But there is more to the story. The divisive nature of the region’s illiberal governments precludes consensus-building, and has so weakened academic freedom and independent institutions that creative policy responses to economic challenges are being stifled. As a result, the only feedback mechanism in the region is demonstrations and civil disobedience. The vast protests now confronting Orbán’s regime may be just a taste of things to come.
The conditions now facing the region would be difficult to manage for even the most nimble and open of governments, let alone the ideologically blinkered illiberal regimes of Hungary and Poland. Central Europe’s labor markets are tight and labor shortages abound. Unemployment has dropped while real wages have risen markedly (though their levels are still below the average for advanced European Union countries).
This state of affairs reflects strong growth in the region and a shrinking labor force. Central Europe’s economies have expanded at a rate of more than 3% annually in recent years, thanks to still-high EU transfers and domestic monetary policy stimulus in, or under the shadow of, the European Central Bank’s quantitative easing. According to a recent report by the European Bank for Reconstruction and Development, labor shortages, particularly of skilled workers, have become widespread in the region, as population aging and emigration shrink the workforce. Emerging Europe is “getting old before getting rich,” the EBRD notes. Automation also requires freshly skilled labor, which is missing from the marketplace. All of these factors are pushing wages up.
In Hungary, the unemployment rate dropped below 4% in the fall of 2018, while real wages have been growing at 6-7% annually for the past three years, despite stalling productivity growth (which itself appears related to the emigration of high-skill workers). Employers now complain about labor shortages, and multinational firms have reportedly been considering moving business back to the West or to cheaper EU candidate countries in southeastern Europe.
That is not an idle threat. Competition from re-shoring of production to Western Europe and from Southern Europe in the manufacturing sector threatens traditional jobs in Central Europe. Automation and rapid technology change in vehicle production make it easier to shift facilities to higher-wage advanced European economies, which would simplify firms’ logistics. Southern European EU candidate countries are in the process of adapting their laws to EU legislation, creating an EU-compatible business environment for FDI – and their wage levels and growth are considerably lower than in Central Europe.

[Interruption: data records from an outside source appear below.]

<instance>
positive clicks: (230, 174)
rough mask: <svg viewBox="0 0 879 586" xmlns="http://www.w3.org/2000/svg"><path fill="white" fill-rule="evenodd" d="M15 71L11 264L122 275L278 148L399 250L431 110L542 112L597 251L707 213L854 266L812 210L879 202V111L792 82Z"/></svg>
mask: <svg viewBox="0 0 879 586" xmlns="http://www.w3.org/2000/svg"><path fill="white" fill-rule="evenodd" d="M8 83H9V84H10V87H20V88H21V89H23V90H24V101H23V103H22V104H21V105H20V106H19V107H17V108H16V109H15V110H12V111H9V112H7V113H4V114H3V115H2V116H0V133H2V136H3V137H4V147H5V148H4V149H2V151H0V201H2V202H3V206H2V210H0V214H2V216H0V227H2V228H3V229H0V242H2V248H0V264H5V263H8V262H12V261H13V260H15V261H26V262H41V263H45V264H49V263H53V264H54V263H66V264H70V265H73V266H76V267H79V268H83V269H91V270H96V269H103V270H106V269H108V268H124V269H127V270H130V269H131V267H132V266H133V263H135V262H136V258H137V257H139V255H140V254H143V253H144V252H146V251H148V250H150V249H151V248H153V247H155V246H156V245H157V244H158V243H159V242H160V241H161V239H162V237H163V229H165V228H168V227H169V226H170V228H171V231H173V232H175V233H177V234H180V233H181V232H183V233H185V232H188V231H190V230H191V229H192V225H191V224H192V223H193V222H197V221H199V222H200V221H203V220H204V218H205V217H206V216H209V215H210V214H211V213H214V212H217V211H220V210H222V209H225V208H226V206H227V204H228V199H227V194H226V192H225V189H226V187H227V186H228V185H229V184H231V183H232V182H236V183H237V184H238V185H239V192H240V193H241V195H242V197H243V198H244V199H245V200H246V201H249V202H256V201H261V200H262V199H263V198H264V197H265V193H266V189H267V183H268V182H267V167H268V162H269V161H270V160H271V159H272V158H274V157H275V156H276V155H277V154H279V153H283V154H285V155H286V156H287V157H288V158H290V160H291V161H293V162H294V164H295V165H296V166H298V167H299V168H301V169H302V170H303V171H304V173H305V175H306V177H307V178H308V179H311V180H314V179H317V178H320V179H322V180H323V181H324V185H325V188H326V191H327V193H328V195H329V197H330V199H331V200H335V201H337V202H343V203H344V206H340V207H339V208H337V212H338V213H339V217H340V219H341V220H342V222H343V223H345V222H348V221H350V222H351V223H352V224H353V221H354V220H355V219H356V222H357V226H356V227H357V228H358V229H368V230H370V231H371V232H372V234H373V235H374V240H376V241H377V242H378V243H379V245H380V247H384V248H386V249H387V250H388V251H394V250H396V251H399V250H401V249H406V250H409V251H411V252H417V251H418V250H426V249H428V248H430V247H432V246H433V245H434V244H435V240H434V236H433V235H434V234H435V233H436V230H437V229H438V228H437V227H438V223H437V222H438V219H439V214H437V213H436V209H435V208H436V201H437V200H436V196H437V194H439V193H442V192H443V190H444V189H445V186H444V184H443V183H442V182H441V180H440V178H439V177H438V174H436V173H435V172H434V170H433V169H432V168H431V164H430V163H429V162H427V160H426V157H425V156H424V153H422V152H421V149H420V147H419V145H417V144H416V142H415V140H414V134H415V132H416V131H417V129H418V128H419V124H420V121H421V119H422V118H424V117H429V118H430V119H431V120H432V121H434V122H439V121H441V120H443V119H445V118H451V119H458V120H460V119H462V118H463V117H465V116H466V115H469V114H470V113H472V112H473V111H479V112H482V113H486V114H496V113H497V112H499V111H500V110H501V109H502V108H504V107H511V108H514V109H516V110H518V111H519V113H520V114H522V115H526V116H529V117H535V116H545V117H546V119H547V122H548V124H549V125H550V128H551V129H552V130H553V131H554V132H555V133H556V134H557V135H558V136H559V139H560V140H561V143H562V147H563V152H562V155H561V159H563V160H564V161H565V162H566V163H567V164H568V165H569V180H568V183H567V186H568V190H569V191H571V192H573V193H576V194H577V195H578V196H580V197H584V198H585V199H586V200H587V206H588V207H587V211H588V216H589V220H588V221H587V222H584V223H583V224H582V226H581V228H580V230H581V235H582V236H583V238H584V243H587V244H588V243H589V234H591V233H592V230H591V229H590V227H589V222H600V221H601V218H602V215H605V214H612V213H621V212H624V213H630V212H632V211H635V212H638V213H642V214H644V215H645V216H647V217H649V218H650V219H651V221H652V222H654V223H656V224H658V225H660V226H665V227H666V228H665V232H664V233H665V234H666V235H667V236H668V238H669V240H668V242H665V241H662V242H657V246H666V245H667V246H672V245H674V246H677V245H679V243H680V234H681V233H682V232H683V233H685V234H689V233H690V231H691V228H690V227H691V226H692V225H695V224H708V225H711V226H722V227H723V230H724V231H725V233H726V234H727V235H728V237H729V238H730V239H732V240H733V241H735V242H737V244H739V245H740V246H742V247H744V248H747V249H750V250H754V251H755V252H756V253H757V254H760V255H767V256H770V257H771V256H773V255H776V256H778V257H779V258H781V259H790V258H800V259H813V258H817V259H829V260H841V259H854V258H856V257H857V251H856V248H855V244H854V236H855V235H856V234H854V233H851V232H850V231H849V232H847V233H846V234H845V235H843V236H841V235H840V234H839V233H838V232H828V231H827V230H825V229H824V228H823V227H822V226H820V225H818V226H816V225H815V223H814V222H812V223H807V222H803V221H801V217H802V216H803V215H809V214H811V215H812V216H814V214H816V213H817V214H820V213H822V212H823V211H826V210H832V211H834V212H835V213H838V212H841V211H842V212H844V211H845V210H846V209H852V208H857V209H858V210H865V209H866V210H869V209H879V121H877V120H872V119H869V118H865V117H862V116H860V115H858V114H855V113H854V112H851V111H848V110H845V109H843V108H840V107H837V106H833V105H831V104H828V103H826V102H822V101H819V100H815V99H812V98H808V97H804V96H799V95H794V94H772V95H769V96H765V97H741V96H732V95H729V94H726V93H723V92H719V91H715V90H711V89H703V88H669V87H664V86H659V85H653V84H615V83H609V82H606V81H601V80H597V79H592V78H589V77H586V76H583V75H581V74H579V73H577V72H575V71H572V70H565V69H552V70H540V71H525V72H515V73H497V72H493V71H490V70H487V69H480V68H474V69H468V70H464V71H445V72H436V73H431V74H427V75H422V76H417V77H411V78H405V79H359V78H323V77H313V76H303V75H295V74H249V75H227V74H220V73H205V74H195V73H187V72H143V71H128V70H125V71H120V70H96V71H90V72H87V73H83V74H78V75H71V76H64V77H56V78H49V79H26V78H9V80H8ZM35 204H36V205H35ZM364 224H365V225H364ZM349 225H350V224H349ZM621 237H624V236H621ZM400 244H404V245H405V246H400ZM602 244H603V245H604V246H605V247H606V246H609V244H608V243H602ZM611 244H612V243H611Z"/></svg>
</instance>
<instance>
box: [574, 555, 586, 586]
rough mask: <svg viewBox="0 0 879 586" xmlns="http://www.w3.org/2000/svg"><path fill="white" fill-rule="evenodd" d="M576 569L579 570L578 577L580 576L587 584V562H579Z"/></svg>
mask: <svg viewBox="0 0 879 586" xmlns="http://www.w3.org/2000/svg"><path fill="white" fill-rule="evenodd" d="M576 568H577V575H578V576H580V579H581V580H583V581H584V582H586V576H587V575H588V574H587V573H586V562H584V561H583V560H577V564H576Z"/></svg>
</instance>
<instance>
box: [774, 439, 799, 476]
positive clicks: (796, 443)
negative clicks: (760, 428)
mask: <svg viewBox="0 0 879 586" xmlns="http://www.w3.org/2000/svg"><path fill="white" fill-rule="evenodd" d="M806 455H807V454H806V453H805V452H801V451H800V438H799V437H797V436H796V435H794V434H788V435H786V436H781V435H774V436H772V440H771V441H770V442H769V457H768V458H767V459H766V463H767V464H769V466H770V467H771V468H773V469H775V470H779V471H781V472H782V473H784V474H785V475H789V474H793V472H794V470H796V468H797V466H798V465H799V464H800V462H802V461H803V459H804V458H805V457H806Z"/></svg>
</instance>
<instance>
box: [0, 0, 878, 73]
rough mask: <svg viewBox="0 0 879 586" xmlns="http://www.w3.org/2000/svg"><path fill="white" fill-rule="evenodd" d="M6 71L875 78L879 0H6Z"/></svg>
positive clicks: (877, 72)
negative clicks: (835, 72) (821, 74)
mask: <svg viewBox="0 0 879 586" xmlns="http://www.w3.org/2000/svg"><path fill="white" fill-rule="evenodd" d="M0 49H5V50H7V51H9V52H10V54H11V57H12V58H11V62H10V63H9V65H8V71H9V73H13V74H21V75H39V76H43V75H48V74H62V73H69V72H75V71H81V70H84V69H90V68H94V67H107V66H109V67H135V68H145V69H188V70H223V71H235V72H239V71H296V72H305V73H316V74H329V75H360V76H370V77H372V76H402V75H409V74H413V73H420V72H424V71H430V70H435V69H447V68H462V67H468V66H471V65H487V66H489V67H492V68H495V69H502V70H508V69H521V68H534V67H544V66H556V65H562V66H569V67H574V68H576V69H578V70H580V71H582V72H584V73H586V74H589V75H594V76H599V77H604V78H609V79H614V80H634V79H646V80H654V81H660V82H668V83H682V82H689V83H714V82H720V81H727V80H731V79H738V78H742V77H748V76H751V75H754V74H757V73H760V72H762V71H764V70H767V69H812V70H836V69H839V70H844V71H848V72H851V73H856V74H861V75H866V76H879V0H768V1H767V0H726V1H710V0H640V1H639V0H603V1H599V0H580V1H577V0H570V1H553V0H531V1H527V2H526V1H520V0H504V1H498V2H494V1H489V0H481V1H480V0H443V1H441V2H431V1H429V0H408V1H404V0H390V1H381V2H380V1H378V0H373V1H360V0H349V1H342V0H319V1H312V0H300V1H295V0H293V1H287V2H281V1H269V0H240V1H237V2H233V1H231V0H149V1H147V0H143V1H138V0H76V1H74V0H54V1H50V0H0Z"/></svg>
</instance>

It is against this background that Hungary’s government introduced its amendments to the overtime law. The law permits employers to demand up to 400 hours of overtime annually (equivalent to 50 additional working days), payable over a period of three years. If the employee leaves his or her job earlier than the contract stipulates, the remuneration may not be paid at all. With Orbán’s Fidesz party controlling a two-thirds parliamentary majority, the law was rushed through in less than a month.
Demonstrations exploded, forcing the government to publicly interpret some elements of the amended law more flexibly. The lack of consultation and the strong popular reaction are reminiscent of the government’s attempt in 2014 to impose an “Internet tax,” which was withdrawn in the face of popular protest.
Intervention and the use of top-down discretionary powers are the order of the day for right-wing governments. We have seen the use of utility price reductions and non-market-based asset transactions in Central European countries in recent years. In the United States, President Donald Trump pressures individual companies not to lay off workers or relocate business abroad.
And, as Tim Wu of Columbia University argues in his new book The Curse of Bigness, big business and autocrats tend to collude. In exchange for certain favors, corporates receive favorable treatment (such as monopoly powers and curtailment of workers’ rights). In Hungary, multinationals are considered the main beneficiaries of the “slave law.” But they are not alone: even the government now argues that the main beneficiaries will be small and medium-size enterprises, which comprise the new, politically connected private sector.
Central Europe is at an economic turning point. The old export-led convergence model based on access to the EU market and funding, supporting physical investment, productivity catch-up, and low labor costs, has served the region well, but it is exhausted. Central Europe needs a new innovation-based growth model based not on the price of labor, but rather on high-quality labor, which requires investment in education and lifelong training, as well as improved social policies. Budget spending must be prioritized accordingly and academic freedom, creativity, and dialogue – all increasingly in short supply – must be encouraged.
But the region’s illiberal democracies will have a hard time managing this shift, because they deter free thinking and innovation, and they loath expertise-driven institutions. In Hungary, for example, the government’s parliamentary majority obviates the need to consult with the opposition, or to work with the countries’ best minds and talents.
The good news here is that when the need to tackle economic change becomes unavoidable, the natural shortcomings of illiberal democracies will eventually lead to their erosion. The demonstrations and civil disobedience currently playing out in Hungary could be merely a taste of things to come.